Where were you back in the late ‘90s? Were you, like many of us, still in school, eagerly watching the Pokémon anime every morning and waiting with bated breath for the video game to hit the shelves of non-Japanese gaming stores? Were you a little older, snarkily pretending to despise Pokémon while secretly saving up money to grab yourself a copy? Were you older still, studying at university and unashamedly devoting whole days to Pokémon and Pokémon alone?
Whatever your early-life experiences with Pokémon might be, unless you’re not a ‘90s kid you’ve probably got some very fond memories of the original Pokémon Red and Blue Game Boy games. Nintendo knows this: as a company, they’ve always been fond of trading on nostalgia, offering up remakes and nostalgic sequels of early Mario, Metroid and Zelda games with aplomb.
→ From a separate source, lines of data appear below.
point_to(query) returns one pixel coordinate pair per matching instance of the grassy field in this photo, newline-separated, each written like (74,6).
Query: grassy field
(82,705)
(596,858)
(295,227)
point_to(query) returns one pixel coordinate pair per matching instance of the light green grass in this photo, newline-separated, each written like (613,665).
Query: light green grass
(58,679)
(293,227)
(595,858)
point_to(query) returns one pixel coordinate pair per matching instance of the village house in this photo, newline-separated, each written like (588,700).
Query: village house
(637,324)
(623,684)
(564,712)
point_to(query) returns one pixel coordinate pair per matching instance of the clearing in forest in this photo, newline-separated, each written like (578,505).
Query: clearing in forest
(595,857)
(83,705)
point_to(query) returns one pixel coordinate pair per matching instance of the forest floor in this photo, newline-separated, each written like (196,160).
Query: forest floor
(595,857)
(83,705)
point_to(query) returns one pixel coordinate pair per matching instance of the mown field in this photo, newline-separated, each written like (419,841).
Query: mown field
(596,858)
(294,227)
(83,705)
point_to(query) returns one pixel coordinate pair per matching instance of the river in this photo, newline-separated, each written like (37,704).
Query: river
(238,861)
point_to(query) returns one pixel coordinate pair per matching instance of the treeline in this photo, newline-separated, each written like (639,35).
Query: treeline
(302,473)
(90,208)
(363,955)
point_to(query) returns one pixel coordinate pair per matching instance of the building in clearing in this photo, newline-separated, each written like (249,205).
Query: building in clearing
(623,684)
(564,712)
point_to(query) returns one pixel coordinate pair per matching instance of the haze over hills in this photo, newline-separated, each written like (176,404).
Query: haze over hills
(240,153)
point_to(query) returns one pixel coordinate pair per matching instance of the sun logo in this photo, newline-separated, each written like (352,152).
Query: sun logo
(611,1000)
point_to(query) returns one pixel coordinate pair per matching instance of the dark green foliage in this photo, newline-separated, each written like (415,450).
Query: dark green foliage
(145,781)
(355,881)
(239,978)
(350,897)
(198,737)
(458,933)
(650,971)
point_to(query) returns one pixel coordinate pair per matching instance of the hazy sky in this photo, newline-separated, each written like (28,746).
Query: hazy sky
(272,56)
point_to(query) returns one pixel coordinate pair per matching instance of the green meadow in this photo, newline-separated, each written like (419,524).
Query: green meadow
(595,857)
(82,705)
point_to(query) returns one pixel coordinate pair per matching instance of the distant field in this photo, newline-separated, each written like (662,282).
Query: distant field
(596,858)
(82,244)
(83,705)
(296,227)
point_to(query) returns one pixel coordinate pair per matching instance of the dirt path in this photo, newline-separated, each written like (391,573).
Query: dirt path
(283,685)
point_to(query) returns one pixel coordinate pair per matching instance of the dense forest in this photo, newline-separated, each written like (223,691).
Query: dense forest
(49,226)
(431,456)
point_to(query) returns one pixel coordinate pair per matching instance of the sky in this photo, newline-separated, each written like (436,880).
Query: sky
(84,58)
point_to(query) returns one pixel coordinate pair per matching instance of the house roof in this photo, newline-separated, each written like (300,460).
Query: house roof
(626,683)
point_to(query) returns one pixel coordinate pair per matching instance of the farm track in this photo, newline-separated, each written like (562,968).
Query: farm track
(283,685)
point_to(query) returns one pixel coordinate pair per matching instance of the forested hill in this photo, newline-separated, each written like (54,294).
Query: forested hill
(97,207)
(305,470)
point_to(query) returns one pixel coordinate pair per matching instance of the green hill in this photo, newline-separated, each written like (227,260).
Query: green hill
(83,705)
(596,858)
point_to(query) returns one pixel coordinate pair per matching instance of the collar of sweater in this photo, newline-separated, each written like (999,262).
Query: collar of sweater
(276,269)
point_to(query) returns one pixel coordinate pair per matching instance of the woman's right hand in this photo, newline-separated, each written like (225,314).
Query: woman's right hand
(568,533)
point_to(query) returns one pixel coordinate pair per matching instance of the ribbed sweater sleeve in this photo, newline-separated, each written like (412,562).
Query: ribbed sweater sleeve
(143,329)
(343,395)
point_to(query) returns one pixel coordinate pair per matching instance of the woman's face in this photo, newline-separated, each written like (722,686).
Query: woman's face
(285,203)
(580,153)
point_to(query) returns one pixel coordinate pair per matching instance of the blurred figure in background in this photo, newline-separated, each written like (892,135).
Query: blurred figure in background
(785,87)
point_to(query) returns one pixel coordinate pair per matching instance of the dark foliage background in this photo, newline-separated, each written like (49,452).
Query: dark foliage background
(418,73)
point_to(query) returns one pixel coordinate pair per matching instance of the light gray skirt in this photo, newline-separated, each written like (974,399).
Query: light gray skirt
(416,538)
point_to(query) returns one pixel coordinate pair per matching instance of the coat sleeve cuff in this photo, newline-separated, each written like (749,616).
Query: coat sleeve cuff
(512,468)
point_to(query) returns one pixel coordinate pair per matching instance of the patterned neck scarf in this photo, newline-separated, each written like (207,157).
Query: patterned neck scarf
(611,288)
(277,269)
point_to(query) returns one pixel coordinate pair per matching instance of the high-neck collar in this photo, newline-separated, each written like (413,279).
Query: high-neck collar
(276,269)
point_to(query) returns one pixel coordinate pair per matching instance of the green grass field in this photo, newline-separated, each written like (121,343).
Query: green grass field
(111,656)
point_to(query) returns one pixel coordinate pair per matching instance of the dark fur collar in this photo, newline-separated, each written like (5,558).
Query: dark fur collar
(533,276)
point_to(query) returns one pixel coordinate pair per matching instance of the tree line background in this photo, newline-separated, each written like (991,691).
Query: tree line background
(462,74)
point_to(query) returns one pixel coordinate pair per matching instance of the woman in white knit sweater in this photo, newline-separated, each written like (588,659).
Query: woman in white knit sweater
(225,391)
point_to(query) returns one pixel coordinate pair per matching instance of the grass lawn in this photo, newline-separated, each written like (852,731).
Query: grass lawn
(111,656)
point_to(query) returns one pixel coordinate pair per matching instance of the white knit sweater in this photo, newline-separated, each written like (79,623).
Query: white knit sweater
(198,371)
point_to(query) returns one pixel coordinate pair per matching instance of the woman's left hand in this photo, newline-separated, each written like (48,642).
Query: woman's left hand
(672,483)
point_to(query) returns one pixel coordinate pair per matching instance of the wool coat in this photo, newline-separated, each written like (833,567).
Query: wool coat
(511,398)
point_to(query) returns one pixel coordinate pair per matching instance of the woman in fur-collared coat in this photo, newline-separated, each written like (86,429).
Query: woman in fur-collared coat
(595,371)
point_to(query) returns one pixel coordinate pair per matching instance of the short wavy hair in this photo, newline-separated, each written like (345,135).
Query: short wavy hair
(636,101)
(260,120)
The Pokémon series is no exception; remakes are available for several of the franchise’s mainline entries, including the original Red and Blue.
When Nintendo’s Switch hit the scene, a hybrid handheld and home console offering portability and a couch console experience seemed like the perfect place for a Pokémon RPG. We’ll be getting the next mainline entry in the franchise sometime in 2019 if reports are to be believed, but for now we have Pokémon: Let’s Go, Pikachu! and Let’s Go, Eevee!, nominal remakes of Red and Blue inspired by the mechanics and general aesthetic of Niantic’s runaway mobile success Pokémon Go. Will these games be enough to tide avid fans over until the next new adventure?
The first thing to say here is that if you’re looking for a fully-featured remake of Pokémon Red and Blue, you’re better off hunting down the Game Boy Advance’s Pokémon LeafGreen and FireRed. Since the Let’s Go titles are inspired by Pokémon Go (indeed, it’s possible to transfer critters between the two games), you’re getting the simplified, timing-based combat mechanics of that mobile game rather than the turn-based RPG battling of the main Pokémon series. Whether or not that’s a deal-breaker for you will likely determine your overall opinion of Pokémon: Let’s Go.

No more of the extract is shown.